TLDR: We aim to make transformers a pivot for the entire framework in the future. If the model architecture is supported by a transformer, it can be expected to be supported by other ecosystems.
The transformer was created in 2019, following the release of the Bert Transformer Model. Since then, it has continued to aim to add cutting-edge architectures initially focused on NLP, growing into audio and computer vision. Today, Trans is the default library for LLMS and VLMS in the Python ecosystem.
Transformers currently supports over 300 model architectures, with an average of three new architectures added each week. We aim to release these architectures in a timely manner. It supports the most popular architectures (Llamas, Qwens, GLMS, etc.).
Model Resolution Library
Over time, transformers have become a central component of the ML ecosystem and have become one of the most complete toolkits in terms of model diversity. It is integrated into all popular training frameworks, including Axolotl, Unsloth, Deepspeed, FSDP, Pytorch-Lightning, TRL, Nanotron, and more.
Recently, we have been working with the most popular inference engines (VLLM, SGLANG, TGI, …) to work together to use the transformer as the backend. Added value is important. As soon as the model is added to the transformer, it becomes available in these inference engines and utilizes the strength each engine offers: inference optimization, special kernels, dynamic batching, and more.
For example, here is how to work with the VLLM transformer backend:
from vllm Import LLM LLM = LLM (Model =“New-Transformers-Model”model_impl =“transformer”))
This is everything new models need to offer production grades at ultra-fast speeds in VLLM!
For more information, see the VLLM documentation.
It also works very closely with llama.cpp and MLX, so the implementation between Transformers and these modeling libraries is extremely interoperable. For example, thanks to the substantial efforts of the community, it has become much easier to load GGUF files into transformers for further tweaking. Conversely, the transformer model can be easily converted to a GGUF file for use with llama.cpp.
The same applies to MLX. In MLX, Transformers’ SafeTensors files are directly compatible with MLX models.
We are extremely proud that the Transformers format is being adopted by the community, bringing a lot of interoperability that we all benefit from. Train the model using sloss, unfold it in sglang, export it to llama.cpp and run it locally! We aim to continue to support our community in the future.
We strive to contribute more simply models
We strive to significantly reduce barriers to model contributions in order to make it easier for the community to use transformers as a reference to model definitions. We’ve been doing this effort for several years and will accelerate significantly over the next few weeks.

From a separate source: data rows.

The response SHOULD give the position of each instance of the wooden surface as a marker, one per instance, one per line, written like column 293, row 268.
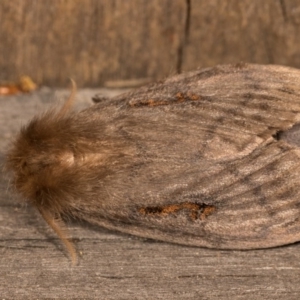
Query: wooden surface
column 230, row 31
column 94, row 41
column 90, row 40
column 34, row 264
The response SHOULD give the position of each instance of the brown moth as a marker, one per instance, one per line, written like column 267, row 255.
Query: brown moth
column 203, row 158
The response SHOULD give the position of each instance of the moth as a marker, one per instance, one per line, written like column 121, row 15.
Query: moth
column 207, row 158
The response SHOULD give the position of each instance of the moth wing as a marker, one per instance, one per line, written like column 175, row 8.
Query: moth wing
column 214, row 145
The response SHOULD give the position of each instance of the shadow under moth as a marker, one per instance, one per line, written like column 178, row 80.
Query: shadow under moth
column 207, row 158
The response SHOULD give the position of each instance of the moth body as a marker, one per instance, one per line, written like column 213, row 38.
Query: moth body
column 199, row 159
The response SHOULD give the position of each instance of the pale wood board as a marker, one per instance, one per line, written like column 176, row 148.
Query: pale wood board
column 34, row 264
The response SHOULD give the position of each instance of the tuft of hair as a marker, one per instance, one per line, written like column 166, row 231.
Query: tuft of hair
column 37, row 159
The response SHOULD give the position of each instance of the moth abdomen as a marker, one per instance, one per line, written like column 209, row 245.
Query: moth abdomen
column 200, row 159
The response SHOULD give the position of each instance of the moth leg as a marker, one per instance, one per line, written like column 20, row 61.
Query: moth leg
column 59, row 228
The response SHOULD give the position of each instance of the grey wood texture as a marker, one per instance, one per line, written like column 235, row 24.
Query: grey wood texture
column 35, row 265
column 94, row 41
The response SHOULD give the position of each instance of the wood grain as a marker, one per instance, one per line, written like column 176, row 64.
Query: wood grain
column 33, row 263
column 94, row 41
column 91, row 41
column 250, row 31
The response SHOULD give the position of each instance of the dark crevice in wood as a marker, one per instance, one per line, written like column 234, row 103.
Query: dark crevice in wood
column 185, row 37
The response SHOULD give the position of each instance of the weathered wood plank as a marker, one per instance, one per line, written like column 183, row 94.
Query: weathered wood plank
column 251, row 31
column 89, row 40
column 34, row 264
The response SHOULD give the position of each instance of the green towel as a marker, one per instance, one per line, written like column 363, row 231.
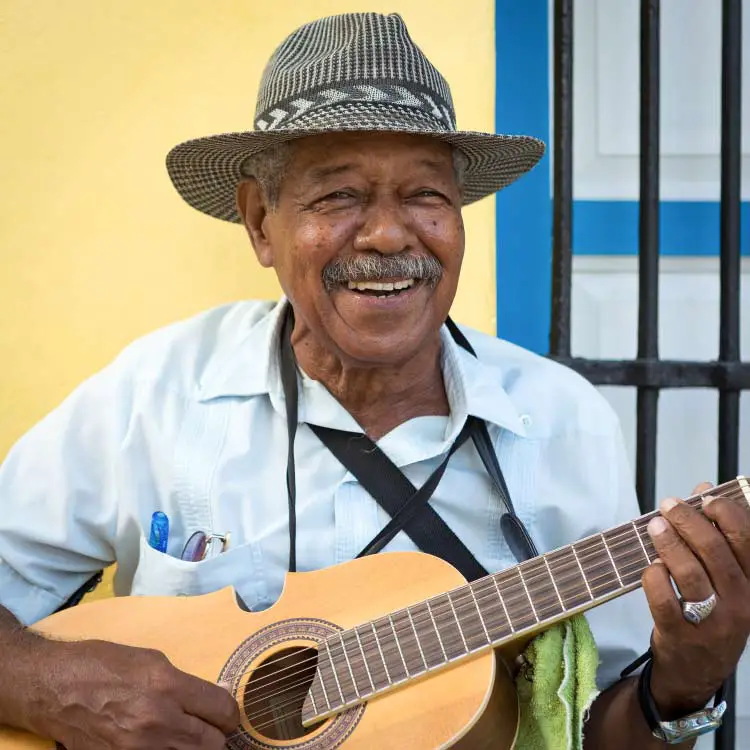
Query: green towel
column 556, row 686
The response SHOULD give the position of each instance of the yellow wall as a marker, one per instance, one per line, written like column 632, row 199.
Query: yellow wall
column 95, row 246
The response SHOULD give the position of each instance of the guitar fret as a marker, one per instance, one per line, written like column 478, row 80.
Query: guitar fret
column 333, row 670
column 567, row 575
column 627, row 552
column 598, row 567
column 365, row 660
column 322, row 681
column 380, row 651
column 437, row 630
column 448, row 626
column 552, row 578
column 515, row 599
column 541, row 587
column 312, row 700
column 528, row 596
column 472, row 624
column 398, row 645
column 583, row 575
column 349, row 666
column 495, row 621
column 458, row 623
column 643, row 546
column 479, row 612
column 611, row 559
column 505, row 609
column 416, row 638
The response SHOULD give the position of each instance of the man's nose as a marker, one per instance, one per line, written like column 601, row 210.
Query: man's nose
column 385, row 230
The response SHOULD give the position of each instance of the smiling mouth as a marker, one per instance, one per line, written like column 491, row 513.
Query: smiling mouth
column 382, row 289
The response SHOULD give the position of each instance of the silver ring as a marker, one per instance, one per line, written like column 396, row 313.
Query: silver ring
column 696, row 612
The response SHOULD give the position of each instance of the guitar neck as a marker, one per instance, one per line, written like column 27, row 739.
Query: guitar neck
column 486, row 613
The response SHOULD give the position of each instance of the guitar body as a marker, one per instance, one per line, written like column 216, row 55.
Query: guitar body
column 470, row 705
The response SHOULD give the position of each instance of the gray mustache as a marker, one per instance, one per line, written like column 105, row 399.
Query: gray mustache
column 373, row 267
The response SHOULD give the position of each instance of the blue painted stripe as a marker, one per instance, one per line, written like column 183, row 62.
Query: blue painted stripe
column 524, row 212
column 685, row 228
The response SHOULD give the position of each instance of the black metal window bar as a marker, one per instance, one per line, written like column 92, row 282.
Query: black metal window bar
column 648, row 373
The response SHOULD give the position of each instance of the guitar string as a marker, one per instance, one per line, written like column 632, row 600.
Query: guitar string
column 409, row 651
column 413, row 653
column 539, row 603
column 558, row 569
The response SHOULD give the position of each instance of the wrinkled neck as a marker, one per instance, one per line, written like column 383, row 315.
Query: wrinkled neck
column 379, row 397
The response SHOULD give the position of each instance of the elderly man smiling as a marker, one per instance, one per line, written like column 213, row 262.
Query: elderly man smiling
column 230, row 424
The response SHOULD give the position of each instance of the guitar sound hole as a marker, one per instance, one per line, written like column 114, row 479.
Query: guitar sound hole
column 274, row 694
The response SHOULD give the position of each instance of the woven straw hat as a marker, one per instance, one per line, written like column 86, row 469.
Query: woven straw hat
column 352, row 72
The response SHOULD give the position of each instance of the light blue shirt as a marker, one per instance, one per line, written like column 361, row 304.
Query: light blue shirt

The modeling code for each model is further simplified. Using a clear and concise API of the most important components (KV cache, different attention functions, kernel optimization) will condemn redundant components in favor of having a simple and single way to use the API. It promotes efficient tokenization by blaming slow tokens, and uses a high-speed vectorization vision processor as well. We continue to enhance our work on defining modular models, with the goal of new models requiring absolute minimum code changes. 6,000 contributions, 20 file changes for the new model are past.
How does this affect you?
What does this mean for you as a model user?
As a model user, in the future, the tools you use should be more interoperable.
This does not mean that we are going to lock you from using transformers in your experiments. Rather, thanks to this standardization of modeling, the tools used for training, inference and production can be expected to cooperate efficiently.
What does this mean to you as a modeler?
As a modeler, this means that a single contribution makes the model available to all downstream libraries that integrate its modeling implementation. We’ve seen this many times over the years. Releases of models are stressful and it is often a critical time of day to be integrated into all important libraries.
We hope to lower the barriers to field contribution across libraries by standardizing model implementation in a community-driven way.
We firmly believe that this updated orientation will help standardize ecosystems that are often at risk of fragmentation. I’d like to hear your feedback on the direction the team has decided to take. And about the changes we can make to get there. Come with the Transformers-Community Support Support Tab at Hub!